Lafarge step-up bonds show investors dismiss downgrade threat
19 March 2010


Lafarge SA bond prices show investors are convinced Chief Executive Officer Bruno Lafont will win his quest to keep an investment-grade credit rating, even as the world’s most indebted cement maker skirts junk status.

Five out of Lafarge’s six step-up bonds -- whose coupons rise by 1.25 percentage points if the cement maker is downgraded to junk -- offer yields above its notes that don’t have step-up provisions. The yields would be “dozens” of basis points below non-step ups if a rating cut were imminent, said Herve Goigoux- Becker, head of fixed-income investment at Ofi Asset Management in Paris. A basis point is 0.01 percentage point.

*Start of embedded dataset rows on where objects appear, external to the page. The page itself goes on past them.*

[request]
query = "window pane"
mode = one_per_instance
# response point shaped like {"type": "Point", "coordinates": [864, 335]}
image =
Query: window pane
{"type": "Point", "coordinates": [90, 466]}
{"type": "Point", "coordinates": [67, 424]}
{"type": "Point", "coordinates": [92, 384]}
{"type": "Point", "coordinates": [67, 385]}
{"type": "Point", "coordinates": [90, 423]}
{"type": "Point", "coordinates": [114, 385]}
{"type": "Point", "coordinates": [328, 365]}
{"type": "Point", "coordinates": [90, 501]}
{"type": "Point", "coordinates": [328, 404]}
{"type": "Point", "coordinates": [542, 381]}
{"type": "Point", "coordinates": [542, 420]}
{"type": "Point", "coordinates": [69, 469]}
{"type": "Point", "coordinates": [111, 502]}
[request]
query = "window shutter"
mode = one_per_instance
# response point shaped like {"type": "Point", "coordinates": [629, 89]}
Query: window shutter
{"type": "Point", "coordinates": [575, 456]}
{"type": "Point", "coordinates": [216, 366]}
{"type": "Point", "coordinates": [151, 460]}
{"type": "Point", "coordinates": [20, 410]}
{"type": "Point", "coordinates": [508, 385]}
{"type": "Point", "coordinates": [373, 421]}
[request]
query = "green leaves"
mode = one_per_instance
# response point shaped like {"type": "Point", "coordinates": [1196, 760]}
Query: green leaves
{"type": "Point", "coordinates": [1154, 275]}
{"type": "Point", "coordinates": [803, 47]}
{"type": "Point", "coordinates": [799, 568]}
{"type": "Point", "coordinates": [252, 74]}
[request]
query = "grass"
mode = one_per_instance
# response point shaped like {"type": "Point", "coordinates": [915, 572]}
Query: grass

“For now, the market isn’t pricing a rating cut below investment grade,” said Maya El Khoury, a Paris-based fund manager at Allianz Global Investors France who only holds Lafarge’s step-up variety.

Lafont and Chief Financial Officer Jean-Jacques Gauthier have pledged to sell assets, trim investment and make other savings to help protect Lafarge from a building slump. Debt soared after the US$15bn purchase of Orascom Cement in 2008 to tap growth in the Middle East, where demand has held up better than in Europe and the U.S.

The one Lafarge step-up bond that doesn’t conform to the trend, a security due in May 2014, yields 3.75 per cent, 6 basis points less than the July 2014 bond without the clause. The spread is narrow enough to protect holders of step-ups better than owners of non-step debt in the event of a downgrade.

“This isn’t yet the spread of high yield, but some are preparing for that,” said Goigoux-Becker at Ofi Asset Management, which has 2014 step-up bonds in its portfolios. “There’s a risk” of a downgrade, “but it’s not very high.”